True, many Web browsers have similar functionality. Symantec doesn't mince words: the Identity Safe function offers to import your personal identity information from IE (but not from Firefox) and says that NIS 2009 will do a better job at keeping it safe, period. NIS 2009 works with Firefox, of course, but a Symantec representative says that the new ability of Identity Safe to import information is only for IE.
Norton's updated toolbar grades sites for phishing attempts with a colour-coded check in the upper lefthand corner of the toolbar. We filtered through a Yahoo Mail spam folder to get a good, broad selection of unsavoury tidbits and decided to visit a "US based online p/h/a/r/m store" where we expected to be able to "buy any m.e.d.i.c.a.t.i.o.ns you need!"
After clicking on the link provided, Norton didn't report any phishing attempts. Naturally, we didn't follow through with inputting an email address and a query.
Instead, we turned to the Norton Public Beta Forum, where posters were reporting that NIS 2009 AntiPhishing is providing multiple false positives. More critically, NIS 2009 AntiPhishing is also missing phishing identifications that would seem to be easy catches, including URLs that are publicly identified as phishing sites according to PhishTank, a free site run by DNS service provider OpenDNS.

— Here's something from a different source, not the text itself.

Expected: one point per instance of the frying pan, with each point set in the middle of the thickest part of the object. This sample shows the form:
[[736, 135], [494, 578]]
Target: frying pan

Symantec is obviously still fine-tuning the product and promises that whatever's causing the false positives and missed identifications will be ironed out in the final cut. In the meantime, Symantec asks that users send along the URLs for false positives or for phishing sites that slip under the radar.
Beyond phishing, if beta users suspect they've been infected with something seriously fishy-looking that NIS 2009 didn't detect, Symantec suggests running LiveUpdate to install the latest virus definitions and running a full system scan to remove detected malicious files. Symantec has further instructions here for troubleshooting suspected malware infections with the NIS 2009 beta.